Style mixup enhanced disentanglement learning for unsupervised domain adaptation in medical image segmentation
View abstract on PubMed
Summary
This summary is machine-generated.This study introduces Style Mixup Enhanced Disentanglement Learning (SMEDL) for unsupervised domain adaptation in medical image segmentation. SMEDL improves model generalization and domain-invariant learning without image translation, outperforming existing methods.
Area Of Science
- Medical Image Analysis
- Computer Vision
- Machine Learning
Background
- Unsupervised domain adaptation (UDA) is crucial for medical image segmentation across different modalities.
- Existing UDA methods often rely on image translation, which can compromise semantic consistency and domain-invariant representation.
- There is a need for UDA approaches that enhance generalizability and domain invariance without explicit image translation.
Purpose Of The Study
- To propose a novel method, Style Mixup Enhanced Disentanglement Learning (SMEDL), for UDA in medical image segmentation.
- To improve model generalization and domain-invariant learning capabilities.
- To overcome limitations of existing UDA methods dependent on image translation.
Main Methods
- Employs disentangled style mixup to implicitly generate diverse style-mixed domains in the feature space.
- Introduces pixel-wise consistency regularization for effective style-mixed domains and domain consistency.
- Utilizes dual-level domain-invariant learning: intra-domain contrastive learning and inter-domain adversarial learning.
Main Results
- Demonstrates superior performance on cardiac and brain medical image segmentation tasks.

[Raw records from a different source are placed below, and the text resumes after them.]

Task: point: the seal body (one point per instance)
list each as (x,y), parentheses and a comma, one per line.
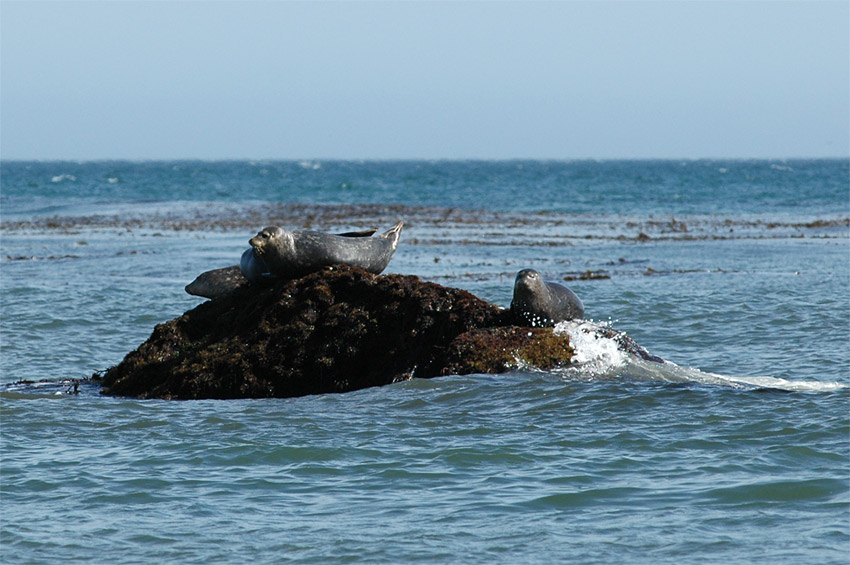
(538,303)
(217,282)
(293,254)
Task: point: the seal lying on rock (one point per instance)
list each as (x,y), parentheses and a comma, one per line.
(293,254)
(252,267)
(538,303)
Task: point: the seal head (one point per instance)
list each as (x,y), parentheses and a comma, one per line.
(293,254)
(538,303)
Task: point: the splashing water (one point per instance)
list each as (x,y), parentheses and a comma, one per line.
(600,353)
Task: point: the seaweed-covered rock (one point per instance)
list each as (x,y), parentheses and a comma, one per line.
(336,330)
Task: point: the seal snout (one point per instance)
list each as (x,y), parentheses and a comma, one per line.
(527,277)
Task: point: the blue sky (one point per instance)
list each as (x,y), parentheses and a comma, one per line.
(290,80)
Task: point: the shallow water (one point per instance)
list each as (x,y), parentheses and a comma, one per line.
(736,450)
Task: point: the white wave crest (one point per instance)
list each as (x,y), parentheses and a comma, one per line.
(602,352)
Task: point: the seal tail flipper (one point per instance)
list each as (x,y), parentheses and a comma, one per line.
(393,233)
(362,233)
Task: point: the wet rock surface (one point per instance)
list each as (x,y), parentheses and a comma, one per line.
(336,330)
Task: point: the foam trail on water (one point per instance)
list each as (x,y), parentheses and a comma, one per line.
(601,352)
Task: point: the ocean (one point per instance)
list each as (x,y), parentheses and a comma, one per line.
(738,450)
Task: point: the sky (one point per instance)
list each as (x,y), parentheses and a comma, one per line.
(424,80)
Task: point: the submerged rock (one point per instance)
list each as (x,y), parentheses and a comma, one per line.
(336,330)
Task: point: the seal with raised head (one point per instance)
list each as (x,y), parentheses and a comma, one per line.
(251,268)
(292,254)
(538,303)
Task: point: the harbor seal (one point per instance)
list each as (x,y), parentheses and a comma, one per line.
(217,282)
(538,303)
(293,254)
(252,268)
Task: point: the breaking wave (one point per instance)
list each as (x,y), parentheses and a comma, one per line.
(604,353)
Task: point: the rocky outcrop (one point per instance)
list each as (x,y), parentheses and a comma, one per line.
(336,330)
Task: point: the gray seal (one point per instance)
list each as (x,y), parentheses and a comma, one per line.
(253,269)
(538,303)
(217,282)
(295,253)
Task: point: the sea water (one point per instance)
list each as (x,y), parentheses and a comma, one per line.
(736,450)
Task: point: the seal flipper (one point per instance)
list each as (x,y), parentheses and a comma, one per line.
(393,234)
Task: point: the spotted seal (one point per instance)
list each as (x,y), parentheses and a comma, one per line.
(252,268)
(538,303)
(295,253)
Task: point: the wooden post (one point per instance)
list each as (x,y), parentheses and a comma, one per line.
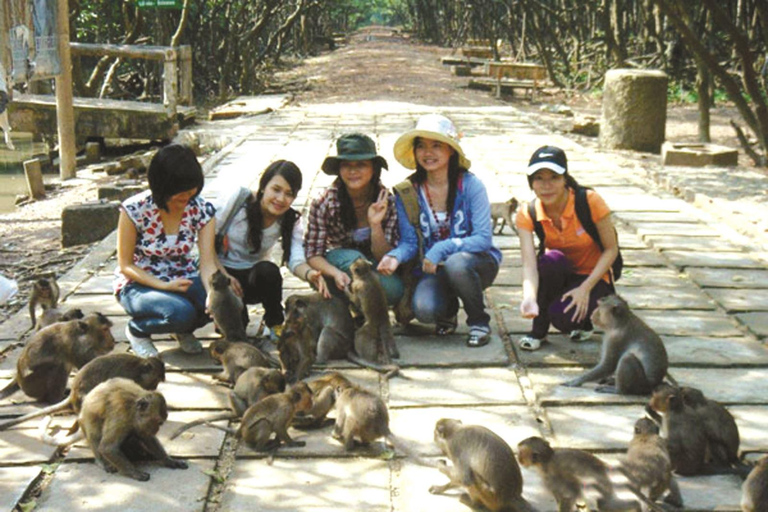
(65,111)
(34,176)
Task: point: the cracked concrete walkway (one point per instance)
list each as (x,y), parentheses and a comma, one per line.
(699,284)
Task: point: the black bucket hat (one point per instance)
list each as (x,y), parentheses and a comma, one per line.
(352,146)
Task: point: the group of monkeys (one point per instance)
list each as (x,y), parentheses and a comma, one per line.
(120,411)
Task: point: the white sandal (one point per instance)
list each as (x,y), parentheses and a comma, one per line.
(530,343)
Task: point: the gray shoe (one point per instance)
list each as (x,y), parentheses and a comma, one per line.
(142,346)
(188,343)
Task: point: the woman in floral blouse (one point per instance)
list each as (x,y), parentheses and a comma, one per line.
(157,280)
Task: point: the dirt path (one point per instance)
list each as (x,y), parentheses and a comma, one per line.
(375,65)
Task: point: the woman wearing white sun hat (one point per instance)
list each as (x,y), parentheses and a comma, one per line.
(460,260)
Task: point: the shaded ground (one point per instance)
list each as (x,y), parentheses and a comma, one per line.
(376,65)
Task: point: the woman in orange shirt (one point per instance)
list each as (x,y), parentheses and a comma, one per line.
(562,285)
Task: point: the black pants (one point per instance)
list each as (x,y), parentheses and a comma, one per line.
(262,284)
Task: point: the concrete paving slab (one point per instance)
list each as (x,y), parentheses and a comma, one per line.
(460,386)
(751,420)
(734,351)
(683,296)
(411,485)
(308,484)
(756,322)
(14,483)
(594,427)
(729,278)
(547,384)
(740,299)
(23,446)
(724,259)
(85,486)
(689,323)
(650,276)
(694,244)
(415,426)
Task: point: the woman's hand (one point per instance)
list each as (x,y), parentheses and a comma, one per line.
(315,278)
(579,303)
(428,267)
(378,210)
(178,285)
(388,265)
(529,308)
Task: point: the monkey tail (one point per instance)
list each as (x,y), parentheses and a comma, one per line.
(191,424)
(9,389)
(389,370)
(57,441)
(63,405)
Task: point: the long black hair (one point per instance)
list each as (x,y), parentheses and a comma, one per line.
(454,171)
(292,175)
(348,219)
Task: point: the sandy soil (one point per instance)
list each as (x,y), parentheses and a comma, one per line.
(374,65)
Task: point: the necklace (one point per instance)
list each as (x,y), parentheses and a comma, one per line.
(443,227)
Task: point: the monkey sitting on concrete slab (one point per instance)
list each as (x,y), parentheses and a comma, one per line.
(503,212)
(483,464)
(52,353)
(147,373)
(120,421)
(632,354)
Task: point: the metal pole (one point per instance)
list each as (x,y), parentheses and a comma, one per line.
(65,112)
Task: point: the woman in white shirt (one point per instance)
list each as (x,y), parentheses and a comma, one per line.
(255,228)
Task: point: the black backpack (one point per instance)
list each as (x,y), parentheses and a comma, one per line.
(585,217)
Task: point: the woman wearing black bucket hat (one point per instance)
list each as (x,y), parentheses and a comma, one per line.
(353,218)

- Achieves improved domain generalization and domain-invariant learning.
- Outperforms state-of-the-art methods in UDA medical image segmentation.
Conclusions
- SMEDL offers an effective approach for UDA medical image segmentation by avoiding image translation.
- The proposed method enhances model generalization and domain-invariant representation learning.
- SMEDL shows significant potential for improving cross-modality medical image segmentation.